The OCF has become a widely used way for firms to report fund costs to customers – but it does not include the transaction costs generated by portfolio managers’ buy and sell orders.
Fitz Partners found that transaction costs in UK-domiciled active equity funds have in fact fallen by 20% since 2014 as portfolio turnover stayed relatively stable and assets under management increased.
But including these ‘invisible’ transaction costs – which are 0.20% on average – in the OCF could push many so-called ‘clean’ share classes to over 1% in the official All Companies fund category.
Hugues Gillibert, Fitz Partners chief executive officer, warned that the FCA could force asset managers to include transaction cost in the OCF in its final report into the UK fund industry, which is expected this month.
“Although these charges are not usually disclosed to investors, they would have an impact on overall fund performance and are monitored internally by asset managers,” he said.
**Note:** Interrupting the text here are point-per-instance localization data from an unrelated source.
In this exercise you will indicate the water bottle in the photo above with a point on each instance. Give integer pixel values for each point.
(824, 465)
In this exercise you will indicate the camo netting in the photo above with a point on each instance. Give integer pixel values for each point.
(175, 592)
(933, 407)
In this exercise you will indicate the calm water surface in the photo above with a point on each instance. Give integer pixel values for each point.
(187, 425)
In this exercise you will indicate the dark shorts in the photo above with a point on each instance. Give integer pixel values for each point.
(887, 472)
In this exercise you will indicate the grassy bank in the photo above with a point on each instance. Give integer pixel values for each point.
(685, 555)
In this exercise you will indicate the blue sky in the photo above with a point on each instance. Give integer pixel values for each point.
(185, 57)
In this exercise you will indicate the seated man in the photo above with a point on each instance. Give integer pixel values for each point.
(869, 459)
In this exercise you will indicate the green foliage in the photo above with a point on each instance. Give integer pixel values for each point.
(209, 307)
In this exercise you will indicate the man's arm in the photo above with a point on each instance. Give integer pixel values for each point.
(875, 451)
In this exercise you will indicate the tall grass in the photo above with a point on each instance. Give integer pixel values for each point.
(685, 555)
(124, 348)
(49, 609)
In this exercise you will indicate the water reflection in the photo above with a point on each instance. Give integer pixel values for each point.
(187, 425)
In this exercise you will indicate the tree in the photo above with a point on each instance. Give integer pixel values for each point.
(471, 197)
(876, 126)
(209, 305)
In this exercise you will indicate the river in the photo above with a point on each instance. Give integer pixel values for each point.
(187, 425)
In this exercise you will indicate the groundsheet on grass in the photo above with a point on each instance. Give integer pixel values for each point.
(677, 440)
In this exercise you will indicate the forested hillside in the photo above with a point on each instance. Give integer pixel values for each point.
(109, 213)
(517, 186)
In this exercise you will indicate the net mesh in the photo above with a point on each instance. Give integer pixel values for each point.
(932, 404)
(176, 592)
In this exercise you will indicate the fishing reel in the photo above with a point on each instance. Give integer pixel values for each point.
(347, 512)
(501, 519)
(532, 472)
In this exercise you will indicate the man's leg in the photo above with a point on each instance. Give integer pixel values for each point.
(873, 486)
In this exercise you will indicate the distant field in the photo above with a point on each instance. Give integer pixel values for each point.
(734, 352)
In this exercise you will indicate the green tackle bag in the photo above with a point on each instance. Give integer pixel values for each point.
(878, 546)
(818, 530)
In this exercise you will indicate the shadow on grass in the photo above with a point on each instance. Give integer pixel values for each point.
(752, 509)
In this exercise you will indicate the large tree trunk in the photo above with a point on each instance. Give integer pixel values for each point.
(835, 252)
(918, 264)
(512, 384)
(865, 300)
Currently, 77% of active funds with clean share classes in the UK All Companies sector show OCFs under 1%, which “some investors in the UK might now consider as a ceiling when it comes to acceptable fund charges”, said Fitz Partners.
With the addition of transaction fees to OCFs, Fitz Partners says only 28% of active funds in this sector would remain below a total fee ceiling of 1% and this could cost firms 30% of management fee revenue if they felt compelled to keep OCF figures the same.